Last week the Wall Street Journal reported that Apple has plans to release a next-gen iPhone during the third quarter of 2011 that will be both thinner and lighter than the iPhone 4. Not terribly ground breaking news, but one particularly intriguing nugget of info centered on a source claiming that Apple is exploring new ways to charge the iPhone:
Investors expect a bigger boost to Apple’s phone business next year. People briefed on Apple’s plans said the company is planning a major iPhone revamp then, with one person saying the company has been experimenting with features such as a new way of charging the phone.
While the report didn’t go into any further detail, it’s entirely plausible that Apple is looking into various methods of wireless charging, much like the induction charging used by the Palm Pre.
But what other options are there?
Exploring the matter further, MacRumors earlier this week posted on new technologies related to wireless charging. Yep, you read that correctly folks. What was once an April Fool’s joke that accidentally made the cover of PC Magazine is slowly but surely becoming a reality.
A startup company called WiTricity is making significant strides in wireless electricity. The technology is built upon research from MIT’s famed research labs where scientists have demonstrated the ability to transfer power through the air at a distance of a couple meters. This provides a more useful solution than induction charging which requires the device be in direct contact with the charging device.
So how does it all work?
The magnetic fields of two properly designed devices with closely matched resonant frequencies can couple into a single continuous magnetic field. Prof. Soljačić’s team showed how to use this phenomenon to enable the transfer of power from one device to the other at high efficiency and over a distance range that is useful for real-world applications.

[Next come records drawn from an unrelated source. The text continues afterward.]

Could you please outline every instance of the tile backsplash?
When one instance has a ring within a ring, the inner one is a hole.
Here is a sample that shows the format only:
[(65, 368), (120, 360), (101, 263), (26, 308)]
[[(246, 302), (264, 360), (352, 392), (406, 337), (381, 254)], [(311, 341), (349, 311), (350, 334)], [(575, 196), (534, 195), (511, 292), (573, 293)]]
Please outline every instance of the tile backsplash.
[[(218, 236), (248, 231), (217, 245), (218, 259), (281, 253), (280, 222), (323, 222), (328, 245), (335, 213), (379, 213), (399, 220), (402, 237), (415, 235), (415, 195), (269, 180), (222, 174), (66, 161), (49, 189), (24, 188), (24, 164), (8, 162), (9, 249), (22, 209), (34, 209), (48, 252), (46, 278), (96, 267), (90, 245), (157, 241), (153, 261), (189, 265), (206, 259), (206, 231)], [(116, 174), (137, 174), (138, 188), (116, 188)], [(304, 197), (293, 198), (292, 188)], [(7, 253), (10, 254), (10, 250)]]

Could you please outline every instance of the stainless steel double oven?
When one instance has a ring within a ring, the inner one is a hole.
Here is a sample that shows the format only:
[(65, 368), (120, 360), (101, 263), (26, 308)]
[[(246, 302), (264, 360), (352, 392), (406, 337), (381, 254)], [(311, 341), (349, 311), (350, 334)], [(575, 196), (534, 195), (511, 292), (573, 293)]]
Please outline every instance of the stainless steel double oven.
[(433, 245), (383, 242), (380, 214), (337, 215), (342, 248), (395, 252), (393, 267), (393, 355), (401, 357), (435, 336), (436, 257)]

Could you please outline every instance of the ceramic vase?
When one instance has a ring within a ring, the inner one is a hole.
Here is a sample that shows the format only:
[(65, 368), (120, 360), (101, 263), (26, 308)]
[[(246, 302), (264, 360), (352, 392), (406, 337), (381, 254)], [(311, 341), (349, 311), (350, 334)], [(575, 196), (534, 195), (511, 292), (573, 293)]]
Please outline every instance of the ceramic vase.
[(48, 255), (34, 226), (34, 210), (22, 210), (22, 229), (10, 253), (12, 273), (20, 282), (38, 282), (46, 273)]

And while futurisitic technologies like this often make for great headlines, WiTricity seems to have a lot more substance behind it. The technology was demoed at the TED technology conference in 2009 and MacRumors reports that companies like Toyota and Intel are already experimenting with the technology as well.
So how is Apple a part of all this?
The link to Apple comes by way of a international patent application from Apple called “Wireless power utilization in a local computing environment.” The application was first published in May of this year and specifically details the same resonance technology and refers to the original paper published by the MIT researchers.
Apple describes a scenario where your iMac could be the source of this resonance power to provide a virtual charging area in front of your computer. Keyboards, mice and even mobile electronic devices like the iPhone or iPad could be charged simply be being in a 1 meter proximity to your computer. In typical Apple fashion, they describe that “by doing away with clumsy and annoying cables and eliminating the need to replace batteries, an easy to use and efficient local computing environment can be provided to the user.”
Now that’s some game changing stuff right there.
Of course, Apple often files patents for technologies and ideas it never ends up implementing in real world products, but as the feature set amongst competing smartphones continues to converge, who knows what steps Apple will take in the future to differentiate it’s offerings from the rest of the pack.